MNLI vs XNLI

How Multilingual is Multi-Genre Natural Language Inference
Published

February 7, 2024

I want to use a MNLI model to do sentiment analysis. It’s an odd situation as you could just train a sentiment classifier, however in this case I want to train the model on a very small amount of data. Using a larger model trained on a more complex task should allow it the context to do well.

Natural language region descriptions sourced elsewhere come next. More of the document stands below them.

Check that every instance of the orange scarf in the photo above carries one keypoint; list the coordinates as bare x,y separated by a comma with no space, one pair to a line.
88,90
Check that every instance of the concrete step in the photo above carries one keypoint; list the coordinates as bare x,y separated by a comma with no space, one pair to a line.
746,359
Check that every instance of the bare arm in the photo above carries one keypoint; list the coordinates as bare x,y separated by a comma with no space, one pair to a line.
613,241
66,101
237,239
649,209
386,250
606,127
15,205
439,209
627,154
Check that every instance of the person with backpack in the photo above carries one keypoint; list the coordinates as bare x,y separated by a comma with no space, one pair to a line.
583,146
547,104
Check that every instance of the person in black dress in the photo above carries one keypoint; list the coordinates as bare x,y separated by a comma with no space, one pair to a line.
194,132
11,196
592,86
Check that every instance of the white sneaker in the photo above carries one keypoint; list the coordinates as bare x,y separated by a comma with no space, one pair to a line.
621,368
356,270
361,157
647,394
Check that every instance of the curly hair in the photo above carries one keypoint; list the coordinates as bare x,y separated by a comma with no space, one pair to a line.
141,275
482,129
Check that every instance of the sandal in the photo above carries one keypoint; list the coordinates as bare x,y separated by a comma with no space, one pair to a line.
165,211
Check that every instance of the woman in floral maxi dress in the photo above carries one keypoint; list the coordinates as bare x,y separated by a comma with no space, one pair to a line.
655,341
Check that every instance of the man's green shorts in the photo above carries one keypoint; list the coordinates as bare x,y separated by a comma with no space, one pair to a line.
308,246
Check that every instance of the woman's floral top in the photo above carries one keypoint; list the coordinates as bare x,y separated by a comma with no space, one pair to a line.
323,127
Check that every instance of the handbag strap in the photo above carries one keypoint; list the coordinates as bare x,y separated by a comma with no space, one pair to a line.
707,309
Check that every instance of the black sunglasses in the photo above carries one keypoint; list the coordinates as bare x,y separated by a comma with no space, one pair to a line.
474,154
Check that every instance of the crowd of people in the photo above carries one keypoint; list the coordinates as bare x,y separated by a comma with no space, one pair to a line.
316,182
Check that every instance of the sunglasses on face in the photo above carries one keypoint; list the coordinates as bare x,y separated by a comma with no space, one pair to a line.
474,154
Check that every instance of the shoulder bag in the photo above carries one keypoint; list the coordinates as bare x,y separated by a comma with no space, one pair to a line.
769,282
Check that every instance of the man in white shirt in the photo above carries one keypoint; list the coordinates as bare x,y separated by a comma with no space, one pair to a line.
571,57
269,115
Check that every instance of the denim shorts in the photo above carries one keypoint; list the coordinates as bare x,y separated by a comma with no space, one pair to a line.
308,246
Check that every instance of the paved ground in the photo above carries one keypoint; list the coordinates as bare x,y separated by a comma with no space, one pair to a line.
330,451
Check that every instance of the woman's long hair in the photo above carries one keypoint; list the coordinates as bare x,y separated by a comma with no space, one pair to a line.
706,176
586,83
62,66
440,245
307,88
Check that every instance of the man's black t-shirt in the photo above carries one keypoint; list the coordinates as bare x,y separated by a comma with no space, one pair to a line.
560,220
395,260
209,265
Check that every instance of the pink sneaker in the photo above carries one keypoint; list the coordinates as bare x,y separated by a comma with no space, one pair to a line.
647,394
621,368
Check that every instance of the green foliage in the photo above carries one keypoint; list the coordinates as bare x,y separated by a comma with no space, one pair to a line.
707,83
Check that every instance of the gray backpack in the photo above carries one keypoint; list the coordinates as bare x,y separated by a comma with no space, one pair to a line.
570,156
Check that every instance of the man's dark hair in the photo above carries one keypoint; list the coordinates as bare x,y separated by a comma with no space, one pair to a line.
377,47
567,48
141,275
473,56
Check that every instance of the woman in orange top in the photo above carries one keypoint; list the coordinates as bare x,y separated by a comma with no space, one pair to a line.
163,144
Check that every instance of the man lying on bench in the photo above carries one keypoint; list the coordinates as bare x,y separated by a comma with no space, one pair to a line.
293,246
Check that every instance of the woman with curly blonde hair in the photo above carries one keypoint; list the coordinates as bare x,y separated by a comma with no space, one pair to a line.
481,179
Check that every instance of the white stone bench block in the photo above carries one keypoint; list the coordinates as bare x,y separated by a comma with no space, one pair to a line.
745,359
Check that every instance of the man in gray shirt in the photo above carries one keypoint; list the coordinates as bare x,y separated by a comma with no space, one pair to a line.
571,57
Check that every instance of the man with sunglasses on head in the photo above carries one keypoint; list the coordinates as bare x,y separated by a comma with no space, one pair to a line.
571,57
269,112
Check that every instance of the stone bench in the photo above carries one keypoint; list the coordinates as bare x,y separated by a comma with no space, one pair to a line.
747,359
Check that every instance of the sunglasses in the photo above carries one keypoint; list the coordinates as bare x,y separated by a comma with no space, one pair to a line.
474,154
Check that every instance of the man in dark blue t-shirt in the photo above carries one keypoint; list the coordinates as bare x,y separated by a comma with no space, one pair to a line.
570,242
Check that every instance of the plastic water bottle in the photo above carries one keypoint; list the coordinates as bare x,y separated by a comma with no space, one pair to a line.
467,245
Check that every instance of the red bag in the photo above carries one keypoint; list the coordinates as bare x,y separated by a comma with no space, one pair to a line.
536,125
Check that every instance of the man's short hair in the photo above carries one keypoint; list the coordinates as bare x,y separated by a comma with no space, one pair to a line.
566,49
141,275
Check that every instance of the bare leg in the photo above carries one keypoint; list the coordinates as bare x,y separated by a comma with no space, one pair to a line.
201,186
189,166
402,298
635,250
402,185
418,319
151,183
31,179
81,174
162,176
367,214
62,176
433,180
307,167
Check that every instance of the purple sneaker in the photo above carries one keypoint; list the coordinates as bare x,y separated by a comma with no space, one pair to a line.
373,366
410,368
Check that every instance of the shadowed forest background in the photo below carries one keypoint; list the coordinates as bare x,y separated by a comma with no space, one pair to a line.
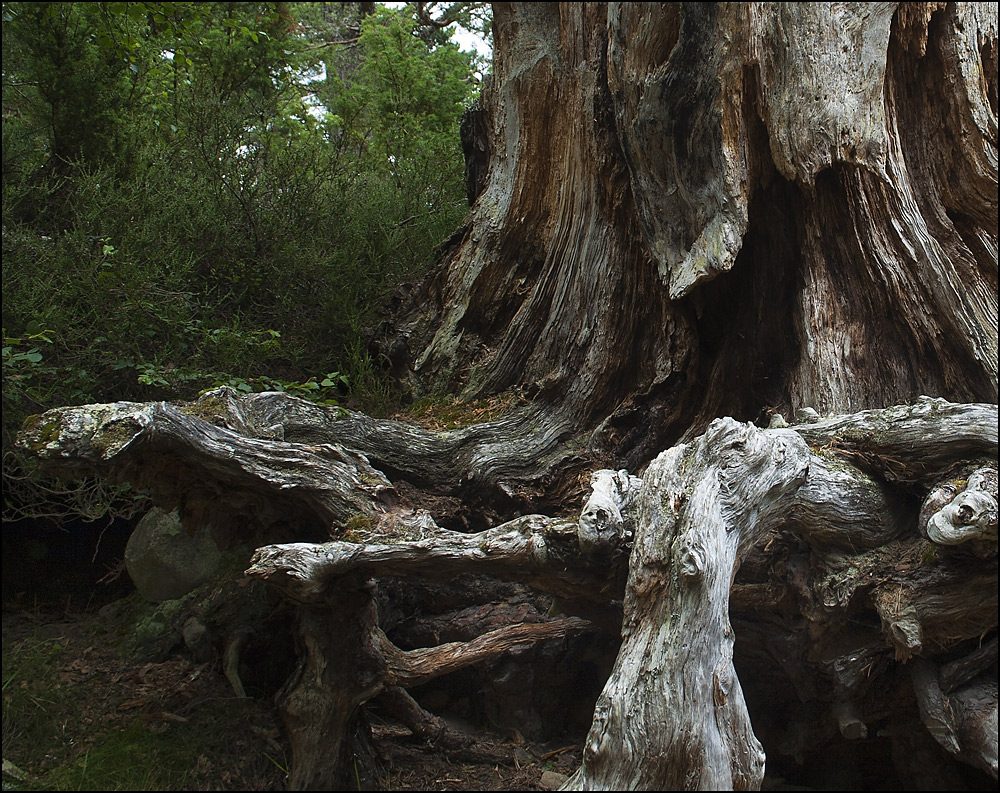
223,193
624,418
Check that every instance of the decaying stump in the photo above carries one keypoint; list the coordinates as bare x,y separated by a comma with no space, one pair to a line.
672,714
681,212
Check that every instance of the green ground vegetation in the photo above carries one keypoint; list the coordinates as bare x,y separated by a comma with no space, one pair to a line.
197,194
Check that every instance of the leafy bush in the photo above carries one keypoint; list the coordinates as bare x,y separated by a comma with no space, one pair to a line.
179,212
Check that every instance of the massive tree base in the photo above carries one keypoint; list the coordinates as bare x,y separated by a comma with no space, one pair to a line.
857,555
680,212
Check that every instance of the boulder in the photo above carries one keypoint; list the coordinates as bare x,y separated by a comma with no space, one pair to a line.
164,561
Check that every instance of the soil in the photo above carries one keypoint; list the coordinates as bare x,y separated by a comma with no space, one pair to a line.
233,743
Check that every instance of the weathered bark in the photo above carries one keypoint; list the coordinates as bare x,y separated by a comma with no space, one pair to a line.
681,212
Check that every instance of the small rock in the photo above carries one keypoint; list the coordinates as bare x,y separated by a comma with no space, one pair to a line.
806,415
164,561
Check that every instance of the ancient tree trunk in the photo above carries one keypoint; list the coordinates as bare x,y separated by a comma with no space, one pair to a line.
736,264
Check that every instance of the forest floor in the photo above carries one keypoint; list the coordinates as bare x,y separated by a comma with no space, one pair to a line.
78,715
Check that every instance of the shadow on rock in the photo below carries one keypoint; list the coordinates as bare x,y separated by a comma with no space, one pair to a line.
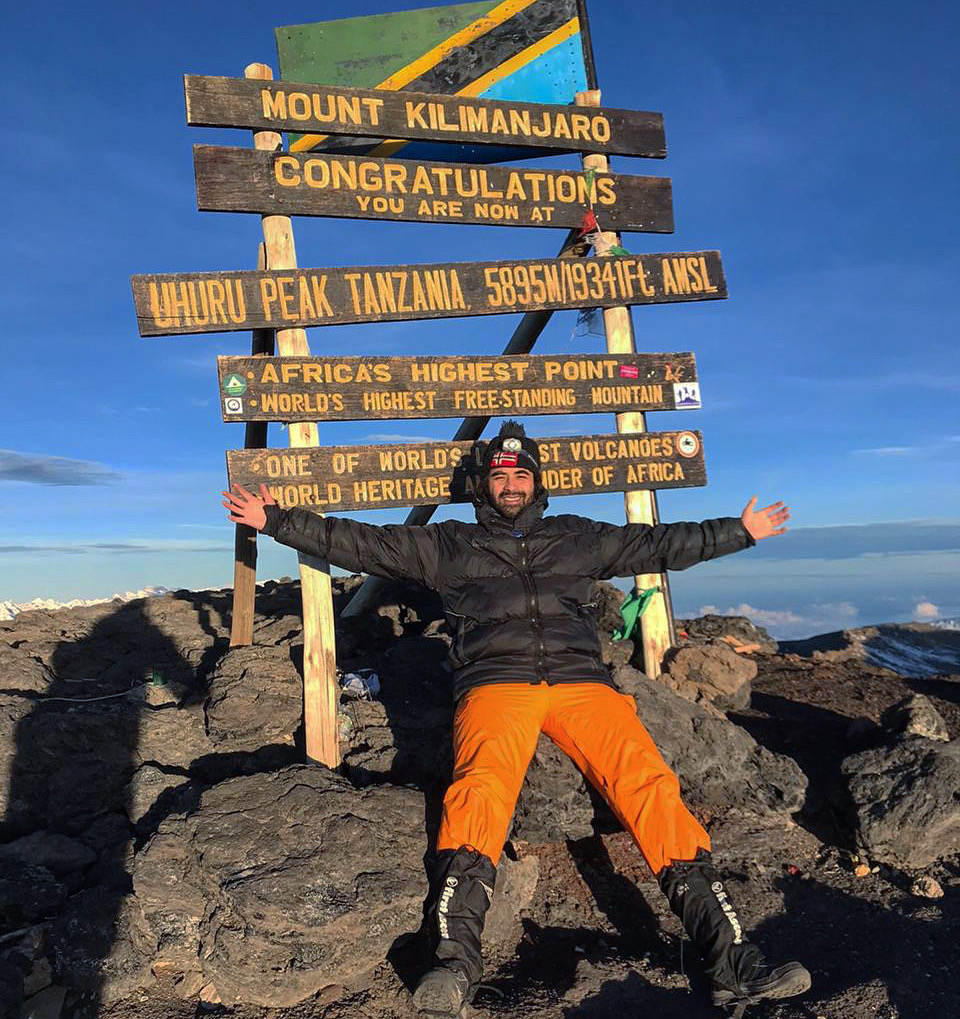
903,944
83,687
816,740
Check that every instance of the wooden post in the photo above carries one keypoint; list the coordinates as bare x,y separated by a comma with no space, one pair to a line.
656,622
245,545
320,686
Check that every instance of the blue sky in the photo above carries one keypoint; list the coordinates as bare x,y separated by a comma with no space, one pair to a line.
814,145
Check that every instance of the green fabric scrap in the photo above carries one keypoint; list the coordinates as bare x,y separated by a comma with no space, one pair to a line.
631,610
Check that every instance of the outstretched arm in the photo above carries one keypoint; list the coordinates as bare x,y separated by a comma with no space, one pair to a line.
391,550
640,548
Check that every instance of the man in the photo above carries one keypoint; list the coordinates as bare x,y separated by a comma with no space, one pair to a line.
518,591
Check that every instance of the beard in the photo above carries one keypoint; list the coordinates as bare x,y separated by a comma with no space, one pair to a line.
513,508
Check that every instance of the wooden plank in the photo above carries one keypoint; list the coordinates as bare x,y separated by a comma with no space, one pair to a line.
377,113
224,302
522,341
357,388
378,477
367,188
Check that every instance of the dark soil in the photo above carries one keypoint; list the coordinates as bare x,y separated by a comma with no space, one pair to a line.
598,941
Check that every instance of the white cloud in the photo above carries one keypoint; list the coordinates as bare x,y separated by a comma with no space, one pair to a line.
787,623
889,451
41,469
765,617
836,609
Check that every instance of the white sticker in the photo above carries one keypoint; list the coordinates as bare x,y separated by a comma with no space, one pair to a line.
687,395
687,444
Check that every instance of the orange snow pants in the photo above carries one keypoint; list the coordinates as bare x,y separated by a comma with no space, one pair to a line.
495,731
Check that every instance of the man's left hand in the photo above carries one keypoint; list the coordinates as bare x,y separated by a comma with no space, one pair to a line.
764,523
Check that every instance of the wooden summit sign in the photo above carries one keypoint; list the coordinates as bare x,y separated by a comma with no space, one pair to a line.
231,102
380,477
260,388
221,302
366,188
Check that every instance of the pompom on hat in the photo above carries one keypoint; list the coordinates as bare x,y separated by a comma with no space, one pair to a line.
512,447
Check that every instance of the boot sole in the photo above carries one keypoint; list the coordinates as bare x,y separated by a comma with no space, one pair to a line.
784,982
436,1001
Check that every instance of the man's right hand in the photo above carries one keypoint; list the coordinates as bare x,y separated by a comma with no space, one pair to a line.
245,507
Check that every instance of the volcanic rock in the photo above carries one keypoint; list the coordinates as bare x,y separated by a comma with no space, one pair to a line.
714,674
711,628
906,801
915,715
279,885
255,698
720,764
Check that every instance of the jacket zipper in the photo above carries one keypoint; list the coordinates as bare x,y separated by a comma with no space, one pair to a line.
530,590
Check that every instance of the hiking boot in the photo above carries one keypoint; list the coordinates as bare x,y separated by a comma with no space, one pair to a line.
461,889
442,991
784,981
736,968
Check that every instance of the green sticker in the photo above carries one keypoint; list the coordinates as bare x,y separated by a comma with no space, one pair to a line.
234,385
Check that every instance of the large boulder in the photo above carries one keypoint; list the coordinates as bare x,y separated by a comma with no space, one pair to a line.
720,764
905,801
915,715
255,698
712,674
277,886
99,943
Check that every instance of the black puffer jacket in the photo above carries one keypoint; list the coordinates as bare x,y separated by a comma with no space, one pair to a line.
519,593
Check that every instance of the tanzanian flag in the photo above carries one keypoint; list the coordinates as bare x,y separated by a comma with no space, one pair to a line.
532,51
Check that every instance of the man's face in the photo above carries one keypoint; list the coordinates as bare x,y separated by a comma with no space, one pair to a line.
511,489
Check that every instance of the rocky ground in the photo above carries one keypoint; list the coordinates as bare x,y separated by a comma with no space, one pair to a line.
164,854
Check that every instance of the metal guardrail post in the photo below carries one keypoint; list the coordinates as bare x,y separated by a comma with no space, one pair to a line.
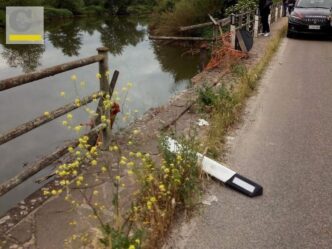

BART large MNLI (Lewis et al. 2019) is an English model trained on the English only Multi-Genre Natural Language Inference (Williams, Nangia, and Bowman 2018). There is a multilingual version of MNLI called XNLI (Conneau et al. 2018), which is described as

Lewis, Mike, Yinhan Liu, Naman Goyal, Marjan Ghazvininejad, Abdelrahman Mohamed, Omer Levy, Veselin Stoyanov, and Luke Zettlemoyer. 2019. BART: Denoising Sequence-to-Sequence Pre-Training for Natural Language Generation, Translation, and Comprehension.” CoRR abs/1910.13461. http://arxiv.org/abs/1910.13461.
Williams, Adina, Nikita Nangia, and Samuel Bowman. 2018. “A Broad-Coverage Challenge Corpus for Sentence Understanding Through Inference.” In Proceedings of the 2018 Conference of the North American Chapter of the Association for Computational Linguistics: Human Language Technologies, Volume 1 (Long Papers), 1112–22. New Orleans, Louisiana: Association for Computational Linguistics. http://aclweb.org/anthology/N18-1101.
Conneau, Alexis, Ruty Rinott, Guillaume Lample, Adina Williams, Samuel R. Bowman, Holger Schwenk, and Veselin Stoyanov. 2018. “XNLI: Evaluating Cross-Lingual Sentence Representations.” In Proceedings of the 2018 Conference on Empirical Methods in Natural Language Processing. Brussels, Belgium: Association for Computational Linguistics.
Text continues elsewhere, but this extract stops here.